Psychonauts is an innovative new platformer by the creators of Grim Fandango & Day of the Tentacle.
Anyone who's ever played those two games will recognise the warped humour and surreal characters that Tim Schafer excels in.

Psychonauts follows the adventures of Rasputin (or Raz), a small psychic boy who runs away from the circus to join the Psychonauts training camp.

One of the new key elements of this game is Rasputin's ability to enter the minds of people he encounters to obtain clues, additional mental powers and defeat monsters.

Among the mental powers Raz obtains are:
Telekinesis; Invisibility, Psi Blast, Pryokinesis, Levitation, Clairvoyance, Mental Shield and Confusion.

The dialogue is very smart and witty, the character design is good and the design of some of the sets (especially the mental sets) are absolutely jaw-dropping.

My favourite set & story has to be the guard of the insane asylum and his "milkman" complex.
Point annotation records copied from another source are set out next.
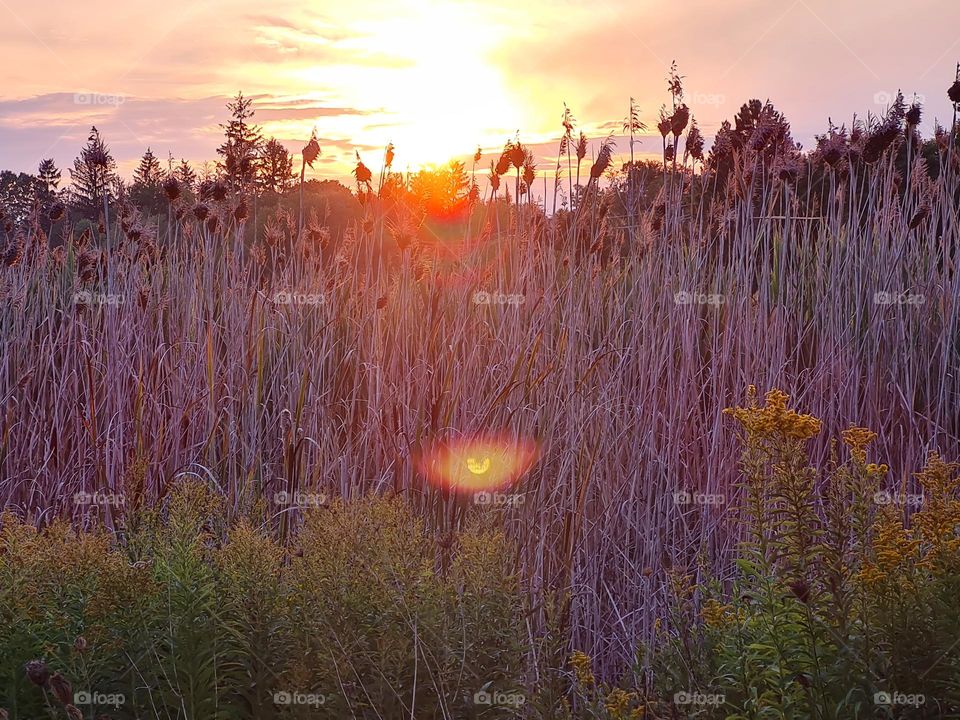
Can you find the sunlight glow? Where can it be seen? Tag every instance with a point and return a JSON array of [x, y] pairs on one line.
[[486, 462]]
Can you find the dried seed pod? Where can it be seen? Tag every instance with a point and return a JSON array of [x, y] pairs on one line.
[[37, 672]]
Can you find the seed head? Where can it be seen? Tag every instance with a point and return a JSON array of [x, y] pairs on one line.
[[61, 689], [37, 672]]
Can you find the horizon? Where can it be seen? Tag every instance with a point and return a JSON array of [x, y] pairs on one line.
[[363, 81]]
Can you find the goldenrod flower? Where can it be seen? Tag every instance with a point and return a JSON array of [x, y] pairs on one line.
[[617, 702], [774, 419], [857, 439], [715, 614], [583, 667]]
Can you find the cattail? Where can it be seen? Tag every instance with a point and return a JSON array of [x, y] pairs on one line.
[[694, 143], [219, 191], [61, 689], [679, 120], [919, 217], [241, 212], [604, 157], [801, 590], [86, 265], [913, 115], [666, 123], [503, 164], [171, 188], [311, 152], [879, 141], [37, 672], [518, 154], [13, 254], [581, 147], [954, 93], [205, 190], [361, 172], [529, 169]]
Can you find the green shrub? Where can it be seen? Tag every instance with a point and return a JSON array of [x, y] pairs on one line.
[[367, 615]]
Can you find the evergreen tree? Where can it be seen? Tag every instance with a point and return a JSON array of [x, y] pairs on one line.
[[19, 192], [276, 167], [148, 172], [146, 192], [93, 175], [241, 147], [50, 175], [186, 175]]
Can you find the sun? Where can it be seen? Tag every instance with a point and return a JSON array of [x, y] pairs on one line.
[[442, 89]]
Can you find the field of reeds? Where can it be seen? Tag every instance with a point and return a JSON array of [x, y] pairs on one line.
[[316, 367]]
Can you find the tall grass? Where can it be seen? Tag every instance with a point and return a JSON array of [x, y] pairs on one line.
[[196, 370]]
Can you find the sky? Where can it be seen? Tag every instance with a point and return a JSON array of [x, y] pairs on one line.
[[440, 78]]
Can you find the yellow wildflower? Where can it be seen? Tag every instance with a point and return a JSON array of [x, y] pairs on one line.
[[582, 666], [715, 614], [936, 524], [774, 419], [893, 548], [617, 702]]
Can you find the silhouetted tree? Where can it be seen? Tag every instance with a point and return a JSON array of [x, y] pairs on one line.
[[19, 193], [93, 175], [241, 147], [146, 192], [275, 167]]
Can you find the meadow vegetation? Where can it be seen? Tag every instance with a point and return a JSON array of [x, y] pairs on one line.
[[213, 396]]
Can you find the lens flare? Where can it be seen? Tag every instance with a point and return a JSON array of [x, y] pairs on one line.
[[488, 462]]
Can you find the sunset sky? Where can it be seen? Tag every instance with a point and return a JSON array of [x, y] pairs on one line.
[[438, 78]]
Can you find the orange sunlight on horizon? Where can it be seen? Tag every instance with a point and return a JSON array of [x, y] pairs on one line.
[[441, 90]]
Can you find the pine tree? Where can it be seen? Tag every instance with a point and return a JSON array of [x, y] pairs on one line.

The mental set takes place in a surburban environment so twisted and warped you literally leap from one street to another at right angles, like some M.C. Escher painting.

I really enjoyed this game as it had some good puzzles and the story/dialogue was entertaining enough to forgive it's flaws, which I will now go into.

This game does have flaws unfortunately, but they are mostly the flaws of the Platform genre as a whole, so try not to hold it against Psychonauts personally. 

The Story
The plot, whilst very entertaining and enjoyable, was incredibly linear with little or no sidetracks or optional missions to go onto - Jak & Daxter still rules the roost on side missions for me.

Replayability
I have recently finished this (as I am not a terribly good gamer, that may speak of it being too easy as well, but I'll let individuals be the judge of that).
When I did finish it, I was disappointed to learn that it has virtually no replay features whatsoever, I haven't unlocked anything new, and there's no incentive or new features to encourage me to play it anew.

Jump, Swing & Repeat
This is a flaw of Platform games in particular but is present in Psychonauts as well. The last few levels, especially, ensure that to progress you must master all the jumping, floating (levitation) and swinging skills that you will have used at various stages in the game. It is very intolerate of error, and you must time your swings/jumps/floats perfectly or suffer immediate death.
This is a real annoyance that usually puts me off Platform games (I remember getting very wound up in Jak & Daxter as well, so even that game had it).

Overall, the freshness of the dialogue, character design and set design are enough to ensure that this is still a great game to play, but the flaws of it's linear play, no replay value, no multi-player (or even 2 player) functionality, and "immediate death" in the later stages means this only warrants a 7/10 from me.


----------